On Monday morning, the NGCB released a Stipulation for Settlement and Order to wrap up the investigation into the company. The investigation concluded that the company made sweeping changes in its corporate structure to improve the workplace environment. Wynn Resorts will pay an undisclosed fee and the investigation will be closed.

The document states that the Nevada Gaming Commission will “not seeking to revoke or limit… licenses, finding of sustainability, or any other Commissions approvals” and that Wynn “agrees to pay a fine in an amount to be determined by the Commission when this Stipulation for Settlement is considered for approval by the Commission.”

Wynn Resorts released a statement on Monday morning in response.

“In my extensive experience working in the highly-regulated gaming industry I have never seen a company take actions that was as swift and comprehensive as the executive team at Wynn Resorts. Much of that occurred before I joined the Board in August 2018, however I believe our board’s follow-up and reaction to the regulatory investigations has been just as thorough and decisive,” said Philip G. Satre, Chairman of the Board of Wynn Resorts, in the statement.

Over the last year, Wynn Resorts have made several changes to its corporate structure and environment. Most notably was the separation agreement with Steve Wynn and the appointment of Matt Maddox as CEO of Wynn Resorts.
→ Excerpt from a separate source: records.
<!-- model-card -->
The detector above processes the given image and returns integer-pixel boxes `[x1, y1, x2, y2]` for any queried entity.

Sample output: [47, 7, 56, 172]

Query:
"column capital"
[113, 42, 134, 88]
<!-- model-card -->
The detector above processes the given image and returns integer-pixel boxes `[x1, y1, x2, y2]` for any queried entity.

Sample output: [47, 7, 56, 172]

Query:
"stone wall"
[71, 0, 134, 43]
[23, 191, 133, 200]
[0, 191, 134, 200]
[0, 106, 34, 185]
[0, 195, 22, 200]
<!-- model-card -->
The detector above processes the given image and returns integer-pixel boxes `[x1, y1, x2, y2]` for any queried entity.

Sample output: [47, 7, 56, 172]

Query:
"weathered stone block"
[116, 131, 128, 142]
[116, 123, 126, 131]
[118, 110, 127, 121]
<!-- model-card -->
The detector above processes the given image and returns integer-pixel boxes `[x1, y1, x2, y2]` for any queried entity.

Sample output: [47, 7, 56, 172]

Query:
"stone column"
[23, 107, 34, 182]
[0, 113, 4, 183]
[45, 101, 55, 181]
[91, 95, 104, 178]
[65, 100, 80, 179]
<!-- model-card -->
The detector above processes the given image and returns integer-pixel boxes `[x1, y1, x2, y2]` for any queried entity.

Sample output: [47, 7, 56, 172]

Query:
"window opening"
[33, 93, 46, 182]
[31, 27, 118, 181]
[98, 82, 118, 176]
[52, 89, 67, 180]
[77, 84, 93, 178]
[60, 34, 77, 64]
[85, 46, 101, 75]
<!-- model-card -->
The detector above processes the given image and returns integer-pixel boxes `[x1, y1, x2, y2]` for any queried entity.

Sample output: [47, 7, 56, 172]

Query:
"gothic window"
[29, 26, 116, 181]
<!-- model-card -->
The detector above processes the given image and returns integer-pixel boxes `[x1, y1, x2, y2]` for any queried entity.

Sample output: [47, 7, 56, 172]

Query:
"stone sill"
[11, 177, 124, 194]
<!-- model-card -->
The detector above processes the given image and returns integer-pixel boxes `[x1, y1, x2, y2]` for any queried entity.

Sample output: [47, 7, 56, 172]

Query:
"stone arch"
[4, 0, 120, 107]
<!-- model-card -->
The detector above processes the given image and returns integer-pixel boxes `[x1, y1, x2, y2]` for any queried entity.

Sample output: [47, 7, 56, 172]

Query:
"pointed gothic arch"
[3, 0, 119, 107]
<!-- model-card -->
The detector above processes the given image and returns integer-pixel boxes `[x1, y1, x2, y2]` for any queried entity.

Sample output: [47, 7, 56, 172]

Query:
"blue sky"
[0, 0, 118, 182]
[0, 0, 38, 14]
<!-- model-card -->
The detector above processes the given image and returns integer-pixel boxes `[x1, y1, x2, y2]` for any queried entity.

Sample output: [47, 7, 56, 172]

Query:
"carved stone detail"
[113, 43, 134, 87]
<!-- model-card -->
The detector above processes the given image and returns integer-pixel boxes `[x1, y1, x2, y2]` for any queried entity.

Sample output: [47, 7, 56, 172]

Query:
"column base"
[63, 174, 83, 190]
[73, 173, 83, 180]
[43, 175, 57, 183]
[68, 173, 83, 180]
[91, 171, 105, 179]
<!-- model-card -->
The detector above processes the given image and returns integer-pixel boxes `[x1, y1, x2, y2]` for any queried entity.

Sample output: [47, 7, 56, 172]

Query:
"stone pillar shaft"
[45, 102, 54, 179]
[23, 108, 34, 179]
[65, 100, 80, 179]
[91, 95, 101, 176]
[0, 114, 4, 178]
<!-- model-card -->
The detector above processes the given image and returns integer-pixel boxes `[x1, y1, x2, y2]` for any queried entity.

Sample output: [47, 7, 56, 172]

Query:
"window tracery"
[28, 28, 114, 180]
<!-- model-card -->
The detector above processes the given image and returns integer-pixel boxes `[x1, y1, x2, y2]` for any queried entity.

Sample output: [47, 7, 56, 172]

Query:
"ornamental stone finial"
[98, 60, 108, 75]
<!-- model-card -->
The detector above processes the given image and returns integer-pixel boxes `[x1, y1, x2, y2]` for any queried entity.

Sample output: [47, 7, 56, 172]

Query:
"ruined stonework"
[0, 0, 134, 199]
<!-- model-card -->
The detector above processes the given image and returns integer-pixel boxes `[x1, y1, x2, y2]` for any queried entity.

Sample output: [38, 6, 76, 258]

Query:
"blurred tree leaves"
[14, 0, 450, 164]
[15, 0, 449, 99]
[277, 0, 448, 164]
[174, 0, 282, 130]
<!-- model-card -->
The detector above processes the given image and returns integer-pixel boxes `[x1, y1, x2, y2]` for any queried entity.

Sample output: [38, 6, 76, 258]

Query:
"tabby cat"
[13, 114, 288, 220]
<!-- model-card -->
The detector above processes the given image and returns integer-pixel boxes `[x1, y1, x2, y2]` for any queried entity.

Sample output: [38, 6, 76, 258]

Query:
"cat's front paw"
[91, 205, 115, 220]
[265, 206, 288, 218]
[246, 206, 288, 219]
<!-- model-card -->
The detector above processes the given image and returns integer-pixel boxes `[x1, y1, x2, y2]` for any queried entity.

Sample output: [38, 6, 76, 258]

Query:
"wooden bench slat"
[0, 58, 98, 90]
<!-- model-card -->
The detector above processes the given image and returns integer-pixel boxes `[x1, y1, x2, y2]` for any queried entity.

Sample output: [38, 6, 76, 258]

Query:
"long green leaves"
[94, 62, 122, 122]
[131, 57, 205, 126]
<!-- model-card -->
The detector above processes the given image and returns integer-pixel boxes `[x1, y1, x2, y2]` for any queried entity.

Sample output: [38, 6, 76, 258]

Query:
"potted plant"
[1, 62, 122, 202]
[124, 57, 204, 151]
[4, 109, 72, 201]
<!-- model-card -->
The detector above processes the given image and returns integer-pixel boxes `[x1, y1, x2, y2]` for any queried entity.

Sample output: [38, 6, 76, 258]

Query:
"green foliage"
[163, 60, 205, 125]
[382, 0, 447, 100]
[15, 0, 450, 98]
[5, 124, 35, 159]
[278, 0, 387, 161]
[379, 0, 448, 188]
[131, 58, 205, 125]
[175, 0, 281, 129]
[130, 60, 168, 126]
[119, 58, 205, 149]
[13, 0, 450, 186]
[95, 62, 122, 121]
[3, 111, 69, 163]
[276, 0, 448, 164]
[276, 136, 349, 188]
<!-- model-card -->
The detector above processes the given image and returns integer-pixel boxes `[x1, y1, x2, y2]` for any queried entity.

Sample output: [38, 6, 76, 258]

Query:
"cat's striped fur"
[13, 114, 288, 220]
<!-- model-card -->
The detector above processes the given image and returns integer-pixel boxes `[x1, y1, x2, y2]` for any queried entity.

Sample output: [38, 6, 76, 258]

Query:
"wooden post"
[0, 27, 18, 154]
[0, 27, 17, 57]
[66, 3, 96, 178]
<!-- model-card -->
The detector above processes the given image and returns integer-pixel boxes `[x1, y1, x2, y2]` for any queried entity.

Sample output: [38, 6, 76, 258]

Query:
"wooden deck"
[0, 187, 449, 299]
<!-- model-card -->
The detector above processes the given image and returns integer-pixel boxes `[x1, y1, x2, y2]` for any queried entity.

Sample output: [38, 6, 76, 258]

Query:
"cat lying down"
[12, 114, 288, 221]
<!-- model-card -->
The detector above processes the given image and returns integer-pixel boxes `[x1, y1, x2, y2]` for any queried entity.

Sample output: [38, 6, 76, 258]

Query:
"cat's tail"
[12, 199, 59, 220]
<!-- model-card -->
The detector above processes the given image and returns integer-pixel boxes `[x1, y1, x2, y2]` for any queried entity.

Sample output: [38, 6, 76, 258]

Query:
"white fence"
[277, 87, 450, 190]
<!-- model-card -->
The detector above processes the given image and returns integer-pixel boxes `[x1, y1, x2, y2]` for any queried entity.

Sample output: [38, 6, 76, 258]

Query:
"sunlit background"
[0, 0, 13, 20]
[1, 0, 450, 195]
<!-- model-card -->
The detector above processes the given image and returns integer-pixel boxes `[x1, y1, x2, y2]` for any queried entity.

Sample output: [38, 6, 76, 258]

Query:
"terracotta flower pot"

There was also an influx of new board members. 60 percent of the directors at the beginning of 2018 are no longer with the company and there are three new female directors, which resulted in a board that is now 50 percent women.

While Wynn Resorts seemed to resolve the issues with its Nevada regulators, there are still plenty of question marks with its proposed Encore Boston Harbor casino. Massachusetts gaming regulators have yet to make a decision on whether or not to revoke its license over the criminal actions of its former CEO.